How can a charged conductor be influenced by its *own* electric field?

Question

Consider two isolated, spherical, conducting shells: one carrying charge $+Q$ and the other $-Q$. The electrostatic potential just outside the surface of a conductor (which equals the conductor’s potential) is given by:
$$ V(a) = -\int_{\infty}^{a} \vec{E} \cdot d\vec{l}, $$ where $a$ is the radius of the spherical conductor.

Now, imagine placing a conducting path between the two spheres. The positive sphere has an outward-directed electric field, and the negative sphere has an inward-directed field. When connected, the field from the $+Q$ sphere attracts electrons, and the field from the $-Q$sphere seems to "repel" them.

Here’s where my confusion arises:

The electric field near the negatively charged conductor is produced by its own excess electrons. How, then, can this same field act on those charges to push them around? In the case of the positive sphere, it's easy to imagine its field attracting negative charges from elsewhere. But in the negative sphere's case, it feels paradoxical to say that the field generated by the charges is also acting on them. This seems like self-interaction, which classical electrodynamics usually avoids.

In case also of the potential, it's the same thing like the field , where that same field is the one that created the potential already so it's the same point

Question:
How is it correct to describe the field of a negatively charged conductor as “repelling” its own surface charges? Doesn’t this imply that a charge is affected by the field it itself generates, which seems physically inconsistent?

Answer 1

Taking a non mathematical approach, imagine the electrons as heavily crowded people in a room. Now, each individual is applying force on another, and together they end up applying force on the walls. The total force on the wall could be imagined for the net field, the pushing as individual electronic force.

When you connect the two spheres you mentioned, you create a opening in the room. People before the opening end up getting pushed out, and with time, others behind as well. That's how they flow out.

• I feel thinking that the field itself applies force may not be the correct way to go about it. It may be better to think of the fields as aids for better visualization instead.

• The electron's field is not acting on itself. The repulsion between that electron and others is what is causing the conduction

I am a student too, so please forgive (and correct) mistakes if any!

Answer 2

Conductor is just a material containing lots of electrons and positive ions, and its field is just the sum (superposition) of the fields created by those. There is nothing wrong with one electron/ion in a conductor acting on another electron or ion, just like there is nothing wrong with two conductors acting on each other.

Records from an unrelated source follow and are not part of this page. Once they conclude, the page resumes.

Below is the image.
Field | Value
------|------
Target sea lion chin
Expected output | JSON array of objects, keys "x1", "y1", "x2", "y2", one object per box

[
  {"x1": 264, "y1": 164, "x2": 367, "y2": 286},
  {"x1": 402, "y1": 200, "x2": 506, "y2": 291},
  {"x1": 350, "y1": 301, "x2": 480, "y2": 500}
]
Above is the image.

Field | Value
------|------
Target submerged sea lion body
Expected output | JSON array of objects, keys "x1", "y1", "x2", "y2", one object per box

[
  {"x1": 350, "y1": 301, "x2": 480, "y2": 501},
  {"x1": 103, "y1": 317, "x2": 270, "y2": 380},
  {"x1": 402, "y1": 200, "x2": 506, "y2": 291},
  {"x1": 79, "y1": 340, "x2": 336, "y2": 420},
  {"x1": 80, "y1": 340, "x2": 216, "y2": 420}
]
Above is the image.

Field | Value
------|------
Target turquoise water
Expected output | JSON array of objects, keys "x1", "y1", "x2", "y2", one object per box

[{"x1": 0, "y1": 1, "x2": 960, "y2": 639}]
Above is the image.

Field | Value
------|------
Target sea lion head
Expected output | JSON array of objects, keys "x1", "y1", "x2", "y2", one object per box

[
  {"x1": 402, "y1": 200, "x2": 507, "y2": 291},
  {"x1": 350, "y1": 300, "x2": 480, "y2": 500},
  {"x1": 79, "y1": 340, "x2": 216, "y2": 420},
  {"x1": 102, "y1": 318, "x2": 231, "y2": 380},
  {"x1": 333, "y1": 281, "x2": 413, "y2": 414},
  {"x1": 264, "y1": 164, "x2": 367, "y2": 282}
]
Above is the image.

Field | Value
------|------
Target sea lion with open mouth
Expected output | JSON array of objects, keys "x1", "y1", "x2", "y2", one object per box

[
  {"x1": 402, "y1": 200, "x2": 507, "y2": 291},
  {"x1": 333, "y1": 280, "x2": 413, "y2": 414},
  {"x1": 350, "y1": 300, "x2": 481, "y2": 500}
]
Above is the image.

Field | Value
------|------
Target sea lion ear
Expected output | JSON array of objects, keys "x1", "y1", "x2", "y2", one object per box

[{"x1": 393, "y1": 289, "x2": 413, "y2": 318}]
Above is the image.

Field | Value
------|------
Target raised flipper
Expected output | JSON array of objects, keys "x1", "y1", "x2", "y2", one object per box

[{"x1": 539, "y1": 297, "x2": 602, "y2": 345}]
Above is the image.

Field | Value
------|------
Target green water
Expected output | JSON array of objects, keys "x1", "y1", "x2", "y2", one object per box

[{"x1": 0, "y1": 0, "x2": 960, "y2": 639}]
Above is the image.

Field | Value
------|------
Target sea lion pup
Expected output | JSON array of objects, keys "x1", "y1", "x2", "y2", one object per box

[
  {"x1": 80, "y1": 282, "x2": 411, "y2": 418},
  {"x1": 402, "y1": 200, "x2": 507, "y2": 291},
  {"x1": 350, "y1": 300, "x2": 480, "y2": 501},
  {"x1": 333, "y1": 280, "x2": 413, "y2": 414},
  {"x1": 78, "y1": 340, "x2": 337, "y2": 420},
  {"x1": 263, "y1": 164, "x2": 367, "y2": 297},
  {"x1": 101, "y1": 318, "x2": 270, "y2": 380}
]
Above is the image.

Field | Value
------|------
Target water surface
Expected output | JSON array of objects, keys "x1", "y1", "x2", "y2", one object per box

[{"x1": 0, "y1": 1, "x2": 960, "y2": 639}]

Now, electron interacting with itself may be somewhat of a problem, which in macroscopic electrodynamics is done by regularizing singularities.

Say, a potential of a charge distribution $\rho(x,y,z)$ is given by: $$ \phi(x,y,z)\propto\int dx'\int dy'\int dz' \frac{\rho(x',y',z')}{\sqrt{(x-x')^2 + (y-y')^2 + (z-z')^2}} $$ and the field is $$ \mathbf{E}(x,y,z)\propto\int dx'\int dy'\int dz' \frac{\left[\mathbf{e}_x(x-x') + \mathbf{e}_y(y-y') + \mathbf{e}_z(z-z')\right]\rho(x',y',z')}{\left[(x-x')^2 + (y-y')^2 + (z-z')^2\right]^{3/2}} $$ These are just the Coulomb law integrated over the charge distribution, and the integrands of these expressions contain singularities... but the integrals converge in the mean sense.

The problems do arise when dealing with low-dimensional systems, like carbon nanotubes.

Note also that we can contain the self-interaction energy of this distribution: $$ E\propto\iiint dx dy dz\iiint dx' dy' dz' \frac{\rho(x,y,z)\rho(x',y',z')}{\sqrt{(x-x')^2 + (y-y')^2 + (z-z')^2}}, $$ which is again finite, if the distribution has a finite net charge.

Update
After a discussion in the comments and important point was clarified: in continuous electrodynamics we are not talking about many small but finite electrons, but about infinitesimal charges of a continuous charge distribution. The reason why the above integrals converge is because the charge contained in a small region around the divergence point decreases faster than the electric field increases.

If we were dealing with discrete electrons, we would typically exclude explicitly the self-interaction: $$ E = \sum_{i,j, i\neq j}\frac{q^2}{|\mathbf{r}_i-\mathbf{r}_j|} $$ Although, if treating this with a mean-field theory approach (coarse-graining), we would revert back to ignoring the self-interaction.